Correspondence: Aytenew Atnaf, Department of Medical Laboratory Sciences, College of Health Sciences, Debre Markos University, P.O.Box 269,  Debre Markos, Ethiopia, Tel +251 924474452, Email [email protected]

Background: Severe acute respiratory syndrome coronavirus-2 (SARS-CoV-2) is coronavirus isolated from SARS patients. As far as the researchers’ knowledge, there was paucity of studies conducted in Ethiopia, particularly in the study area. As immune protection is arisen from our blood cells, assessing their level will provide a clue for controlling the disease and monitoring the prognosis. This study will also provide additional information for clinical intervention and patient management.
Purpose: This study aimed to investigate the hematological profile and clinical outcome of coronavirus disease-19 (COVID-19) among patients admitted to the Debre Markos Isolation and Treatment Center (DMITC).
Material and Methods: A prospective cohort study was conducted among 136 COVID-19 adult patients at DMITC from January 1, 2020 to March 30, 2021. Data related to clinical, hematological profiles and socio-demographic factors were collected, entered into Epi data, and analyzed using STATA 14.2 software. Multivariable logistic regression was applied to determine the predictor variable and a p-value < 0.05 was considered significant.
Results: Of 136 COVID-19 patients, 28.68% had died. The mean age of patients was 47.21± 1.29 years. The hematological profile of the patients revealed that 28% had abnormal leukocyte, 23% abnormal lymphocyte, 44.85% abnormal granulocyte, 22.06% abnormal monocyte, 30.15% abnormal RBC and 87% abnormal platelet counts. The prevalence of anemia was 13.24%.
Conclusion: Leukocytosis (mainly granulocytosis and monocytosis) and lymphopenia, were the predominant abnormal findings of complete blood cell count (CBC) analysis of the patient’s blood. Most of the patients had abnormally low platelet counts. RBC count and hematocrit determination were the only significant predictors of death. The clinician could manage cases according to the hematological findings of the patients. Further experimental studies should be conducted to determine hematological parameter changes and the clinical outcome of the disease.

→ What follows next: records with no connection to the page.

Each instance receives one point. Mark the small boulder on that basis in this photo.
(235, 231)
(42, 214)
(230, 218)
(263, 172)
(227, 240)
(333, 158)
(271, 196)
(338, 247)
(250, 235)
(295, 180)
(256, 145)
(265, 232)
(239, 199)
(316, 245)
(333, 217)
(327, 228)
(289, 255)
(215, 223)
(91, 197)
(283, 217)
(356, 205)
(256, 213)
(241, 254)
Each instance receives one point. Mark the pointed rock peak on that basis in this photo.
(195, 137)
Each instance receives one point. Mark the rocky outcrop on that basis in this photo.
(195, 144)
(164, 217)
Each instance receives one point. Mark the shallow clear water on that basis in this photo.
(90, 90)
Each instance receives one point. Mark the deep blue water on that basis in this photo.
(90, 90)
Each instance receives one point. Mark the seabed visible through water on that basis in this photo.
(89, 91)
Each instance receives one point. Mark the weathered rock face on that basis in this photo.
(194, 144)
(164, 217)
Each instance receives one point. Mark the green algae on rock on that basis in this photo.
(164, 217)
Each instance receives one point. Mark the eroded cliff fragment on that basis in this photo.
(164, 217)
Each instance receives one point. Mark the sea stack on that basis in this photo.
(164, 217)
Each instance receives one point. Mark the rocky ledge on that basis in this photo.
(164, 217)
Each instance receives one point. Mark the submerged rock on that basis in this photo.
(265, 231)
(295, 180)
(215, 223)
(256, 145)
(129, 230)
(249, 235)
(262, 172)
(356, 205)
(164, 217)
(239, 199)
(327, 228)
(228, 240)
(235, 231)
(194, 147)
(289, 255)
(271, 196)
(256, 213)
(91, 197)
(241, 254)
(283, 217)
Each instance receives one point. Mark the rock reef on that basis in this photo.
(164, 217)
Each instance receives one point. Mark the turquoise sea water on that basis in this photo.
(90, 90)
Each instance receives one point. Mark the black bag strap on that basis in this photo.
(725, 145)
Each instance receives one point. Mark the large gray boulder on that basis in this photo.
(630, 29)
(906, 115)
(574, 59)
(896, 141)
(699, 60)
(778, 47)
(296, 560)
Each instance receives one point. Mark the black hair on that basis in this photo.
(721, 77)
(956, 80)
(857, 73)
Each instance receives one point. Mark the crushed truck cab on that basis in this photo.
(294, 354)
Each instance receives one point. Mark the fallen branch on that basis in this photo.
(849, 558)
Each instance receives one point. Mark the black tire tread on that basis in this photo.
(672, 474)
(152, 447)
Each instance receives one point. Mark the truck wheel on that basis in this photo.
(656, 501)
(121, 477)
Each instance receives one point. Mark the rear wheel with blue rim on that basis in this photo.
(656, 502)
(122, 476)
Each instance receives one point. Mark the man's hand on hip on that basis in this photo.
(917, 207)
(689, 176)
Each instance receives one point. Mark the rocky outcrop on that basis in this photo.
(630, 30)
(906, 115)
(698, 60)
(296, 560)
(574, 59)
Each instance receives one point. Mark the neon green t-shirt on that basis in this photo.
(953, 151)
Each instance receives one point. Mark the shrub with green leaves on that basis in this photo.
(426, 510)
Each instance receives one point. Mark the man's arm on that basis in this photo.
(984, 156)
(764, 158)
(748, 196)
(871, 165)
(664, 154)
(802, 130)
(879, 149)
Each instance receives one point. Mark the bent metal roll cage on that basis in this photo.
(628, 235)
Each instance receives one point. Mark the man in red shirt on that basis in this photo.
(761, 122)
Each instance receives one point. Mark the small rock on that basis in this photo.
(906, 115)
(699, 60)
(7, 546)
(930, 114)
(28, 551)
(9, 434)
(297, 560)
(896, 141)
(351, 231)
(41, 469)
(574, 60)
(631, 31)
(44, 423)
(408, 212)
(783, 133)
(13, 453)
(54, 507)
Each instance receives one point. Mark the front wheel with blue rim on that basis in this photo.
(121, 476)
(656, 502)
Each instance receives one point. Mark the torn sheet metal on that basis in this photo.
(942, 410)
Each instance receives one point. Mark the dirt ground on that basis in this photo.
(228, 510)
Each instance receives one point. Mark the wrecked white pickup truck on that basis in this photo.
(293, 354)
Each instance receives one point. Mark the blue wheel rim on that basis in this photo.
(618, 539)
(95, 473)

Keywords: leukocytosis, hematological profile, COVID-19, clinical outcome, Debre Markos

Introduction

Background

The novel coronavirus was isolated from pneumonia cases in Wuhan city, China, 2019.1 The disease caused by the novel coronavirus is called Coronavirus disease of 2019 (COVID-19), given by WHO2 and the virus causing the disease called Severe acute respiratory syndrome coronaviruses-2 (SARS-CoV-2), given by the Coronavirus Study Group of the International Committee on Taxonomy of Viruses. SARS-CoV-2 is classified under the family Coronaviridae, genus Betacoronavirus, subgenus Sarbecovirus.3 A study4 suggested that the human receptor for SARS-COV-2 could be angiotensin-converting enzyme 2 (ACE2), similar to other SARS-CoV viruses’portal of entry into human cells are through ACE2.5 The 5’-terminal two-thirds of the genome encodes a polyprotein (non-structural proteins) that are involved in genome transcription and replication whereas the 3’ end encodes structural proteins, including envelope glycoproteins spike (S), envelope (E), membrane (M) and nucleocapsid (N).6 The rate of its transmission is higher than SRAS-CoV and the reason could be the occurrence of genetic recombination at S protein in the RBD region of SARS-CoV-2.7 The human-to-human spreading of the virus occurs due to close contact with an infected person, exposure to coughing, sneezing, respiratory droplets, or aerosols. These aerosols can penetrate the human body (lungs) via inhalation through the nose or mouth.8–10

The exact pathogenesis of SARS-CoV-2 infection in humans is poorly understood. However, some studies stated that the pathogenesis is related to dysregulation of inflammatory mediators and presence of different strain of the virus.11 Most patients have mild symptoms and good prognosis after infection, but some patients developed severe and die from multiple organ complications.12 The virus can affect the respiratory system, gastrointestinal system, renal system, circulatory system. The pathological changes in these organs may be caused directly by the cytopathic effect mediated by local replication of the SARS‐CoV-2; or indirectly as a result of systemic responses to respiratory failure or the harmful immune response induced by viral infection.13

There is no specific antiviral drug, but there are vaccines against the virus which are approved to alter the immune function that helps the patient to recover from illness.12

The complications of COVID-19 are pulmonary embolism, venous thromboembolism, and arterial thrombotic events.14 Patients with COVID-19 infection can also present with acute encephalopathy and changes in their level of consciousness.15 Complications were more common in patients with cardiac injury, acute respiratory distress syndrome (SARS), acute kidney injury, electrolyte disturbances, hypoproteinemia and coagulation disorders.16

Studies had found increased white blood cell and neutrophil counts17 but decreased lymphocyte counts. In addition, there was decreased T cells (both regulatory and helper cells) and NK cells.11

However, as far as the researchers’ knowledge, there were few studies done in Ethiopia. As a result, we investigated the hematological profile and clinical outcome of COVID-19 among patients admitted at in Debre Markos Isolation and treatment center (DMITC). This study will provide the hematological profile and clinical outcome of COVID-19 patients which will be important to clinicians for management of patients.

Materials and Methods

Study Design, Area and Period

A prospective cohort study was conducted among COVID-19 patients at DMITC from January 1, 2020 to March 30, 2021. DMITC was established at the end of April 2020 in the new Campus of Health Science in Debre Markos town. Debre Markos town, the capital city of East Gojjam zone, is found 299km from Addis Ababa and 264 km from Bahir Dar.

Population

COVID-19 confirmed adult patients admitted to the treatment center during the study period at DMITC site were the study population.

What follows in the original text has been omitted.